Todo mundo tem um amigo, parente ou conhecido que esteve em uma unidade do nosso sistema de saúde e saiu de lá com alguma reclamação a fazer. Mesmo diante de tais argumentos eu tenho sido desde sempre um defensor do SUS, aliás, participei de sua construção, como militante do Movimento Municipalista de Saúde, gestor público, docente e pesquisador universitário. Isso não tem impedido, todavia, que algumas vezes me acusem de ser um “inimigo” do SUS, pois não deixo de fazer críticas ao que ele tem de equivocado ou daquilo que precise ser reciclado no mesmo. Com os textos que exponho a seguir, escritos nos últimos anos, estou menos preocupado com a defesa do SUS, mas em contar uma história do mesmo que, a meu ver, ainda não foi contada em suas nuances, às vezes curiosas e até mesmo pouco honrosas, mas sempre com honestidade intelectual.. Deixo claro, o que vai aqui não seria jamais a visão do historiador, que não sou, mas também não é a visão do militante obnubilado (aspecto comum…) pelo equívoco de que com tal construção o país “já chegou lá” em matéria de saúde. Não pretendo também usar voz do acadêmico ou do gestor público, mas sim aquela do ator social que viu as coisas de perto, ou seja, que esteve envolvido diretamente com a construção do sistema. De toda forma, meu objeto aqui é memorialista e assim não posso me furtar a falar do que vi e aprendi como pessoa que participou da criação do SUS. Admito que falo dele nem sempre com clemência, às vezes com decepção, mas sempre com esperança. Trago aqui algumas reflexões produzidas por mim ao longo de minha carreira, bastante enxugadas agora, para felicidade de meus leitores. Nelas busco recuperar um pouco de meu trajeto e de minhas ideias principais a respeito do sistema de saúde brasileiro. lutas. Creio, seja por sorte ou virtude, talvez tenha sido alguém que estava na hora e no lugar certos naqueles idos da década de 80. Me dê agora o prazer de sua leitura (ver a seguir)…

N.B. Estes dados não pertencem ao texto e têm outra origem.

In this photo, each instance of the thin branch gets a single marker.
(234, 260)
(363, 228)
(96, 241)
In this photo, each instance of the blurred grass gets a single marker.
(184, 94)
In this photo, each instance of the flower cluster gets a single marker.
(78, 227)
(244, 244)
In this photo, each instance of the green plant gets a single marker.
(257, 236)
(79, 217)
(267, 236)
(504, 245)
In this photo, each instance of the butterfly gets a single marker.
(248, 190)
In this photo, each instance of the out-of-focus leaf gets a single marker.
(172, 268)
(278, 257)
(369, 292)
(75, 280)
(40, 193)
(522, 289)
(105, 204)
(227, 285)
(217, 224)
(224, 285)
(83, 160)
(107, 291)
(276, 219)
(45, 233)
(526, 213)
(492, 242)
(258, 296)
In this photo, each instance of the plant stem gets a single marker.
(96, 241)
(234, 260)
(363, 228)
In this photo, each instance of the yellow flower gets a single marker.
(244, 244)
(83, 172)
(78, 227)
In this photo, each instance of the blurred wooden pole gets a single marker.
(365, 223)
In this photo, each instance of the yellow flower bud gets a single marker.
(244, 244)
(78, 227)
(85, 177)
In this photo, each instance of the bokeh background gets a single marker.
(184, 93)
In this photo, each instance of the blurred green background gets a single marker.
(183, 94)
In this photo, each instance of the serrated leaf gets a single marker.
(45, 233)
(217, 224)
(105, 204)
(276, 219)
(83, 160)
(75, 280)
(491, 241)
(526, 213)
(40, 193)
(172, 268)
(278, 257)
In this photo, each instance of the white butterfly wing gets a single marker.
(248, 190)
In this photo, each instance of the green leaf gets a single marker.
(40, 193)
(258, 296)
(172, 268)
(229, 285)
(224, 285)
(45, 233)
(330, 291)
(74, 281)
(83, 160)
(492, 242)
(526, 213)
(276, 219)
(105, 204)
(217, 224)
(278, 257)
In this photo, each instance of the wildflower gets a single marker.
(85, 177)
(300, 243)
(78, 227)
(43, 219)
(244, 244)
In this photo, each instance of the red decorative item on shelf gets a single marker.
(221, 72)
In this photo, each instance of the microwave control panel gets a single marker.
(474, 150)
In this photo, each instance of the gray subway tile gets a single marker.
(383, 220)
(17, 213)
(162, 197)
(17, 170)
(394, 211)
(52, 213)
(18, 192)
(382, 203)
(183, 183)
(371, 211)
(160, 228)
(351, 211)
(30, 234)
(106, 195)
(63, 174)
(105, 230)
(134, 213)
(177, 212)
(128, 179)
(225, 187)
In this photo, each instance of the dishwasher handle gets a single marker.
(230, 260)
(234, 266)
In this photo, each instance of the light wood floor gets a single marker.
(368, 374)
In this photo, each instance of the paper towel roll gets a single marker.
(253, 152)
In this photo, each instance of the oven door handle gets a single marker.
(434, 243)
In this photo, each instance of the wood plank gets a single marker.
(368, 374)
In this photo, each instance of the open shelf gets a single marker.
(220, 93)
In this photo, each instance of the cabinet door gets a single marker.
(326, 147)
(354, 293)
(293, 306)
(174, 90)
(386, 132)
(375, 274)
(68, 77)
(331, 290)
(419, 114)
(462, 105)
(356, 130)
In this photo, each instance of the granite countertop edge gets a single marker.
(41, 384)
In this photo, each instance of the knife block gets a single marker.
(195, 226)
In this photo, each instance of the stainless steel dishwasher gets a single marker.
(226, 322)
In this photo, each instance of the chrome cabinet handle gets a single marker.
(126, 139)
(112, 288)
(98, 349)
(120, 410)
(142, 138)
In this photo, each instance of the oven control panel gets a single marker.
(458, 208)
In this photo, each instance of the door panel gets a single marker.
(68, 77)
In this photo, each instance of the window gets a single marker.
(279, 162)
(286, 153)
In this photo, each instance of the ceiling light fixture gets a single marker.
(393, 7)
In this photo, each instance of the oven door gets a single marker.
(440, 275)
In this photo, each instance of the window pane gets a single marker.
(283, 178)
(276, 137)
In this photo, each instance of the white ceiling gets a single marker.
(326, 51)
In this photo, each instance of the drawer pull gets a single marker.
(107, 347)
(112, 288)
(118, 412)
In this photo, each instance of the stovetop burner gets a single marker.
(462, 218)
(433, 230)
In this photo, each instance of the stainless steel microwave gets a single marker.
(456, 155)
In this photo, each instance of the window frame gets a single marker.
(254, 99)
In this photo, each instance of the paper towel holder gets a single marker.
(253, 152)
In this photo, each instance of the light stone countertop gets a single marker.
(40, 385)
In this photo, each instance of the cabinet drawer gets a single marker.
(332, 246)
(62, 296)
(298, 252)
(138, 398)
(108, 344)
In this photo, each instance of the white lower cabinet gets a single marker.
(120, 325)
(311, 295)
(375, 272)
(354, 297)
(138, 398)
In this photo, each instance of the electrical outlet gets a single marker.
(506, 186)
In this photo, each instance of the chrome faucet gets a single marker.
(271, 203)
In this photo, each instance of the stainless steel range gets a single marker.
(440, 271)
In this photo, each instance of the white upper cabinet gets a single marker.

Para começar, uma síntese dos temas que serão desdobrados no arquivo seguinte.

O SUS, este incompreendido  Todo mundo tem um amigo, parente ou conhecido que esteve em uma unidade do nosso sistema de saúde e saiu de lá com alguma reclamação a fazer. Dizem que na Inglaterra, no Japão ou nos Estados Unidos é assim também, mas isso não deve ser argumento bastante para baixarmos a guarda em relação às exigências que devem ser feitas não só em relação ao SUS, mas a qualquer sistema de saúde no mundo.
Minha bagagem  Sou docente aposentado na Universidade de Brasília desde 2003 e fui, depois disso, Secretário Municipal de Saúde em Uberlândia, entre 2003 e 2004. Já o tinha sido entre 1983 e 1988, o que registrarei em outro momento deste texto. Fui também docente na UFMG na área da então chamada Medicina Tropical entre 1972 e 1973, depois exercendo tais funções na Universidade Federal de Uberlândia, nos anos 70 e 80.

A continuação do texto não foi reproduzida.